Bereits im September vergangenen Jahres hatten mehr als 100 Wissenschaftler und Vertreter der führenden Öl- und Gasunternehmen aus aller Welt über mögliche Forschungskonzepte diskutiert. Dabei hoffen sie auch auf Vorkommen in Brandenburg, vielleicht sogar unmittelbar bei Potsdam. „Hier ist ein Potenzial im unterkarbonischen Schwarzschiefer möglich, das sich vielleicht fördern lässt“, erläutert der Geologe Hans-Martin Schulz.

Während Geologen mittelfristig für Nordamerika einen aus Schiefergestein gewonnenen Gasanteil von 20 Prozent prognostizieren, sieht es in Europa nicht ganz so rosig aus. Die Größe möglicher Gasfelder steht noch nicht fest. Aber in Schweden und Österreich waren Testbohrungen erfolgreich. In Deutschland vermuten die Experten Vorkommen vor allem in den neuen Bundesländern. Sollte sich dies bestätigen, so könnte vielleicht das GFZ Potsdam zum europäischen Zentrum der Shale-Gas Forschung avancieren, hofft Hans-Martin Schulz.

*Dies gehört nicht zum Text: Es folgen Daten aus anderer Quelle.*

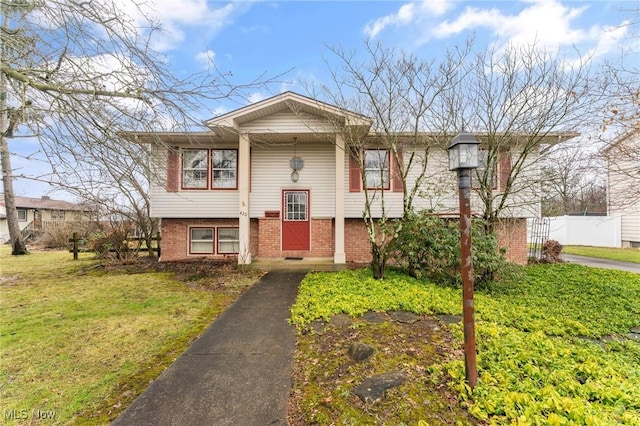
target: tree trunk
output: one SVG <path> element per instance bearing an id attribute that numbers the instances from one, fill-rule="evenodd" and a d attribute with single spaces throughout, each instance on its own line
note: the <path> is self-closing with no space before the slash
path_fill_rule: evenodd
<path id="1" fill-rule="evenodd" d="M 2 30 L 5 31 L 7 16 L 4 10 L 4 2 L 2 4 Z M 4 43 L 0 46 L 0 49 L 0 58 L 4 64 L 7 56 Z M 2 72 L 0 73 L 0 164 L 2 165 L 2 185 L 4 185 L 4 206 L 9 227 L 9 238 L 11 239 L 11 254 L 21 255 L 29 252 L 20 232 L 15 192 L 13 191 L 11 154 L 9 153 L 9 143 L 7 142 L 8 137 L 13 133 L 13 125 L 14 123 L 9 120 L 9 110 L 7 109 L 7 76 Z"/>
<path id="2" fill-rule="evenodd" d="M 386 268 L 387 259 L 384 255 L 384 251 L 380 246 L 376 244 L 371 245 L 371 269 L 373 271 L 373 278 L 376 280 L 384 279 L 384 271 Z"/>
<path id="3" fill-rule="evenodd" d="M 2 93 L 4 95 L 4 93 Z M 0 96 L 2 96 L 0 95 Z M 4 104 L 4 102 L 2 102 Z M 7 225 L 9 227 L 9 238 L 11 239 L 11 254 L 28 254 L 24 244 L 20 226 L 18 225 L 18 211 L 16 210 L 15 193 L 13 192 L 13 175 L 11 174 L 11 159 L 9 157 L 9 146 L 4 135 L 6 128 L 6 108 L 0 114 L 0 126 L 3 134 L 0 138 L 0 161 L 2 163 L 2 184 L 4 185 L 4 205 L 7 210 Z"/>

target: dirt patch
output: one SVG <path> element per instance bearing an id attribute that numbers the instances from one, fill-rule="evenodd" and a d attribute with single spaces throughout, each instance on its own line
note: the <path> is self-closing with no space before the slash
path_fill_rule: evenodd
<path id="1" fill-rule="evenodd" d="M 0 277 L 0 286 L 10 286 L 10 285 L 15 285 L 18 283 L 18 281 L 20 280 L 20 277 L 17 275 L 13 275 L 10 277 Z"/>
<path id="2" fill-rule="evenodd" d="M 364 362 L 350 359 L 347 352 L 354 342 L 373 346 L 373 357 Z M 429 373 L 431 365 L 461 357 L 461 349 L 452 347 L 447 326 L 432 317 L 412 324 L 356 319 L 350 327 L 329 324 L 322 334 L 299 331 L 289 422 L 476 424 L 446 384 Z M 408 380 L 375 404 L 355 395 L 365 378 L 389 371 L 401 371 Z"/>
<path id="3" fill-rule="evenodd" d="M 261 271 L 239 269 L 235 259 L 206 258 L 158 262 L 154 258 L 138 257 L 126 262 L 103 262 L 80 273 L 91 270 L 129 275 L 168 272 L 175 274 L 176 280 L 191 287 L 223 292 L 242 291 L 264 275 Z"/>

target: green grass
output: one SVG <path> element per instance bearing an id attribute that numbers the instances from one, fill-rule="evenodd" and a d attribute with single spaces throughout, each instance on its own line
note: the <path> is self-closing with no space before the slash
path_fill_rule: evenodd
<path id="1" fill-rule="evenodd" d="M 621 262 L 640 263 L 640 249 L 591 246 L 563 246 L 562 252 L 578 256 L 598 257 Z"/>
<path id="2" fill-rule="evenodd" d="M 461 314 L 460 290 L 399 272 L 388 276 L 377 282 L 367 270 L 309 275 L 292 321 L 302 327 L 315 318 L 367 310 Z M 623 339 L 640 326 L 640 275 L 534 265 L 517 280 L 477 291 L 475 308 L 480 379 L 473 393 L 460 356 L 425 367 L 429 380 L 448 381 L 477 419 L 640 424 L 640 343 Z M 461 326 L 451 329 L 460 346 Z M 602 337 L 607 339 L 595 340 Z"/>
<path id="3" fill-rule="evenodd" d="M 89 254 L 0 252 L 0 411 L 104 424 L 237 296 Z M 10 417 L 10 416 L 9 416 Z"/>

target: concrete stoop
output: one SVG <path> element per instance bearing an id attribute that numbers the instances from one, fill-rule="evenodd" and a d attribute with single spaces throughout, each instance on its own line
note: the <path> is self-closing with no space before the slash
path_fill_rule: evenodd
<path id="1" fill-rule="evenodd" d="M 239 265 L 239 268 L 256 269 L 259 271 L 342 271 L 347 268 L 345 264 L 333 263 L 331 257 L 304 257 L 304 258 L 270 258 L 253 259 L 249 265 Z"/>

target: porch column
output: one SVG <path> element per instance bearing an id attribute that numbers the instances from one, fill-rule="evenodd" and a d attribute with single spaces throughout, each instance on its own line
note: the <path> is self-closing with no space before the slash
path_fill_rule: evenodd
<path id="1" fill-rule="evenodd" d="M 240 133 L 238 142 L 238 218 L 239 245 L 238 264 L 251 263 L 250 221 L 249 221 L 249 134 Z"/>
<path id="2" fill-rule="evenodd" d="M 333 263 L 347 263 L 344 253 L 344 156 L 345 144 L 342 135 L 336 135 L 336 211 Z"/>

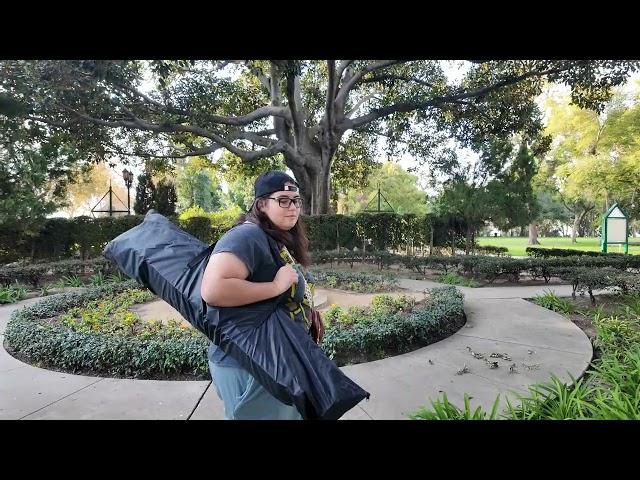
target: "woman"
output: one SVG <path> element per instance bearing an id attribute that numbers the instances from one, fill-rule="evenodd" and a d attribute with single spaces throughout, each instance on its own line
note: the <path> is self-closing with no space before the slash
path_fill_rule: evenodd
<path id="1" fill-rule="evenodd" d="M 301 328 L 313 326 L 319 343 L 323 328 L 319 316 L 312 314 L 310 279 L 291 265 L 309 265 L 309 240 L 299 222 L 298 184 L 283 172 L 267 172 L 256 179 L 254 196 L 249 212 L 218 240 L 202 278 L 202 298 L 212 306 L 238 307 L 290 290 L 286 306 L 292 320 Z M 282 259 L 289 264 L 279 267 L 264 232 L 276 240 Z M 227 419 L 301 419 L 295 406 L 277 400 L 213 343 L 209 367 Z"/>

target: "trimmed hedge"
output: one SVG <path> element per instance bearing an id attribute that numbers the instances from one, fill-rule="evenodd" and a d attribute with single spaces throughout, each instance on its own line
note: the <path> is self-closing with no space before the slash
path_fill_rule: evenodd
<path id="1" fill-rule="evenodd" d="M 474 249 L 480 253 L 497 255 L 499 257 L 509 253 L 509 249 L 507 247 L 496 247 L 495 245 L 476 245 Z"/>
<path id="2" fill-rule="evenodd" d="M 542 247 L 527 247 L 525 249 L 527 255 L 532 257 L 612 257 L 612 256 L 628 256 L 624 253 L 604 253 L 604 252 L 592 252 L 585 250 L 576 250 L 573 248 L 542 248 Z"/>
<path id="3" fill-rule="evenodd" d="M 565 257 L 565 258 L 511 258 L 482 255 L 455 255 L 412 257 L 395 255 L 388 252 L 313 252 L 314 263 L 348 263 L 353 268 L 355 262 L 377 264 L 384 268 L 401 265 L 425 275 L 427 270 L 439 272 L 458 272 L 476 279 L 493 283 L 497 278 L 506 277 L 517 282 L 523 273 L 529 273 L 534 279 L 543 278 L 549 282 L 554 268 L 604 268 L 612 267 L 621 271 L 640 269 L 640 255 L 619 255 L 610 257 Z"/>
<path id="4" fill-rule="evenodd" d="M 52 320 L 74 307 L 137 288 L 135 281 L 93 287 L 82 293 L 47 297 L 16 310 L 5 340 L 10 353 L 38 366 L 74 373 L 133 378 L 185 376 L 209 379 L 208 340 L 189 329 L 180 335 L 131 336 L 122 332 L 76 331 Z M 372 316 L 370 321 L 327 328 L 322 349 L 341 362 L 366 361 L 406 352 L 454 333 L 464 324 L 462 294 L 454 287 L 433 289 L 410 314 Z"/>
<path id="5" fill-rule="evenodd" d="M 39 288 L 45 278 L 85 274 L 87 269 L 92 272 L 101 272 L 104 275 L 118 271 L 115 264 L 103 257 L 88 260 L 60 260 L 58 262 L 18 264 L 0 267 L 0 285 L 8 286 L 17 281 Z"/>
<path id="6" fill-rule="evenodd" d="M 158 378 L 189 376 L 209 379 L 203 335 L 185 333 L 173 338 L 135 337 L 78 332 L 47 319 L 73 307 L 85 306 L 110 293 L 139 287 L 135 281 L 67 293 L 15 311 L 5 338 L 10 349 L 38 365 L 93 375 Z"/>
<path id="7" fill-rule="evenodd" d="M 619 288 L 623 293 L 640 292 L 640 277 L 616 268 L 556 268 L 554 273 L 571 283 L 573 298 L 576 292 L 583 294 L 586 291 L 593 305 L 596 303 L 593 290 Z"/>
<path id="8" fill-rule="evenodd" d="M 217 241 L 236 220 L 224 211 L 184 220 L 176 216 L 168 218 L 205 243 Z M 26 257 L 34 260 L 95 257 L 110 240 L 143 220 L 144 215 L 50 218 L 44 221 L 35 238 L 17 232 L 0 232 L 0 263 Z M 449 246 L 452 241 L 460 246 L 464 244 L 466 228 L 459 222 L 452 224 L 431 214 L 303 215 L 302 220 L 307 225 L 312 250 L 362 249 L 363 239 L 367 239 L 364 242 L 367 250 L 425 247 L 430 244 L 432 234 L 434 246 Z"/>
<path id="9" fill-rule="evenodd" d="M 464 297 L 455 287 L 430 290 L 427 301 L 409 314 L 373 316 L 327 328 L 322 350 L 338 366 L 368 362 L 437 342 L 464 325 Z"/>
<path id="10" fill-rule="evenodd" d="M 310 272 L 315 277 L 317 285 L 322 287 L 341 288 L 360 293 L 390 292 L 398 288 L 398 280 L 388 275 L 317 269 L 312 269 Z"/>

Um herauszufinden, wo das Gas überhaupt in den europäischen Schieferschichten lagert, nutzen Geologen Verfahren, bei denen mittels Schallwellen Gasfelder und deren Größe geortet werden. Förderfirmen, die das Projekt mit immerhin 3,35 Millionen Euro voranbringen, stellen einen Großteil der Geoinformationen. Aus denen soll zunächst einmal ein geografisches Informationssystem entstehen, das Aufschluss über die Vorkommen gibt.

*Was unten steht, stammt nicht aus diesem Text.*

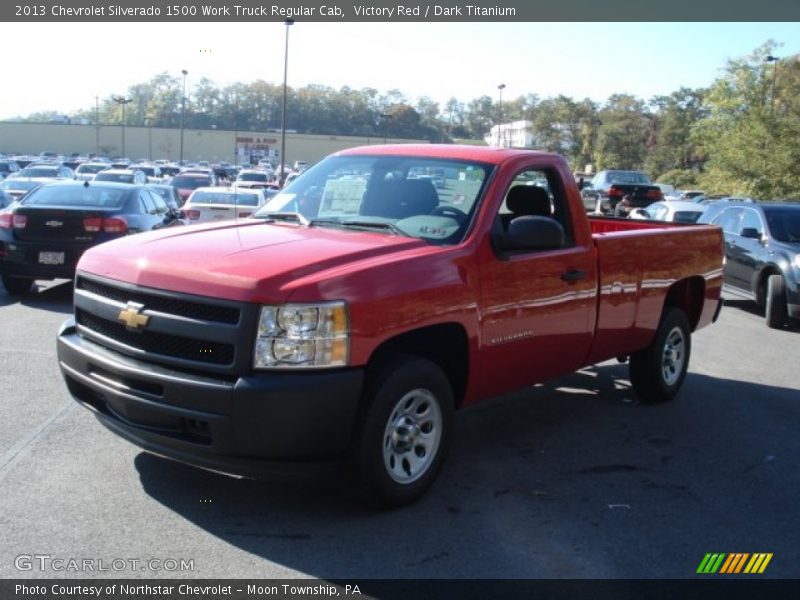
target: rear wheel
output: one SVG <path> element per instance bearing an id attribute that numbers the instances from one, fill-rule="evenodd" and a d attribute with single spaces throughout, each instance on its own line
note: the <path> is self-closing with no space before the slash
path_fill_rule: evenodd
<path id="1" fill-rule="evenodd" d="M 678 393 L 689 367 L 691 349 L 686 314 L 680 308 L 666 309 L 653 343 L 631 355 L 631 385 L 642 402 L 666 402 Z"/>
<path id="2" fill-rule="evenodd" d="M 358 467 L 367 499 L 402 506 L 422 496 L 450 445 L 453 392 L 433 362 L 399 357 L 367 388 Z"/>
<path id="3" fill-rule="evenodd" d="M 789 307 L 786 305 L 786 282 L 783 280 L 783 275 L 775 274 L 767 277 L 765 296 L 767 326 L 779 329 L 786 325 L 789 318 Z"/>
<path id="4" fill-rule="evenodd" d="M 33 279 L 30 277 L 12 277 L 11 275 L 3 275 L 3 287 L 12 296 L 21 296 L 27 294 L 31 289 Z"/>

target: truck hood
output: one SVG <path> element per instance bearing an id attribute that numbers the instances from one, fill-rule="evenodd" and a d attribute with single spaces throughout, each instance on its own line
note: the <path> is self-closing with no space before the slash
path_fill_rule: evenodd
<path id="1" fill-rule="evenodd" d="M 101 244 L 81 257 L 78 271 L 200 296 L 280 303 L 298 280 L 426 248 L 434 247 L 416 238 L 247 219 Z"/>

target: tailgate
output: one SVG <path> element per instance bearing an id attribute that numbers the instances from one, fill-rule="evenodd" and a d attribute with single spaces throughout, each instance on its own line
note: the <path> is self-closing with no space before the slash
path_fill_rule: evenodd
<path id="1" fill-rule="evenodd" d="M 622 184 L 615 183 L 608 190 L 609 197 L 617 197 L 620 200 L 628 196 L 627 205 L 631 208 L 644 208 L 653 202 L 664 199 L 661 188 L 654 185 L 645 184 Z"/>
<path id="2" fill-rule="evenodd" d="M 722 288 L 722 230 L 711 225 L 590 219 L 598 256 L 598 314 L 587 363 L 644 348 L 669 289 L 692 279 L 701 290 L 693 325 L 711 323 Z M 690 315 L 690 321 L 692 315 Z"/>

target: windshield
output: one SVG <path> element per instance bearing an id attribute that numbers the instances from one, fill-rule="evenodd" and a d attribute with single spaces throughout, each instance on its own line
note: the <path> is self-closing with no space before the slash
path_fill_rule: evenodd
<path id="1" fill-rule="evenodd" d="M 195 204 L 238 204 L 258 206 L 258 194 L 232 194 L 230 192 L 195 192 L 191 203 Z"/>
<path id="2" fill-rule="evenodd" d="M 610 183 L 650 183 L 647 175 L 639 171 L 609 171 L 608 181 Z"/>
<path id="3" fill-rule="evenodd" d="M 332 156 L 305 171 L 255 216 L 292 212 L 312 225 L 457 243 L 491 170 L 482 163 L 428 157 Z"/>
<path id="4" fill-rule="evenodd" d="M 42 185 L 38 181 L 24 181 L 20 179 L 6 179 L 0 183 L 0 190 L 32 190 Z"/>
<path id="5" fill-rule="evenodd" d="M 19 172 L 22 177 L 58 177 L 55 167 L 26 167 Z"/>
<path id="6" fill-rule="evenodd" d="M 25 206 L 79 206 L 121 208 L 128 192 L 86 185 L 45 185 L 30 192 L 22 200 Z"/>
<path id="7" fill-rule="evenodd" d="M 76 173 L 99 173 L 108 168 L 108 165 L 79 165 Z"/>
<path id="8" fill-rule="evenodd" d="M 788 244 L 800 243 L 800 206 L 764 208 L 772 237 Z"/>
<path id="9" fill-rule="evenodd" d="M 211 185 L 211 179 L 208 177 L 188 177 L 184 175 L 177 175 L 170 181 L 172 187 L 181 188 L 184 190 L 196 190 L 199 187 Z"/>
<path id="10" fill-rule="evenodd" d="M 98 173 L 95 181 L 116 181 L 118 183 L 133 183 L 133 173 Z"/>
<path id="11" fill-rule="evenodd" d="M 241 173 L 239 181 L 269 181 L 266 173 Z"/>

Das Gas lässt sich nicht so einfach an die Oberfläche befördern. Man müsse zunächst einmal gut zwei Kilometer senkrecht in die Tiefe bohren, um auf das Schiefergestein zu stoßen, erklärt Horsfield. Dann werde waagerecht weitergebohrt, in das Gestein hinein. Mit Wasser, das mit mikrometergroßen Kügelchen versetzt sei, werde dann das Gas aus dem Gestein gepresst. Durch den Bohrschacht gelange es an die Oberfläche. „Hydraulic fracturing“ nennt sich das Verfahren, bei dem das Gas aus dem Schiefergestein geknackt wird. Oben angekommen könne es in die vorhandenen Leitungen eingespeist werden. Eine aufwendige weitere Verarbeitung sei zumeist nicht notwendig. Die Bohrung selber benötige so wenig Platz, dass beispielsweise im Zentrum der Stadt Fort Worth in Texas ein Bohrturm stehe. „Der fällt gar nicht weiter auf“, behauptet Horsfield. Um das Gas aus dem Gestein zu pressen, werde weniger Energie benötigt, als beispielsweise bei der entsprechenden Förderung aus Kohle.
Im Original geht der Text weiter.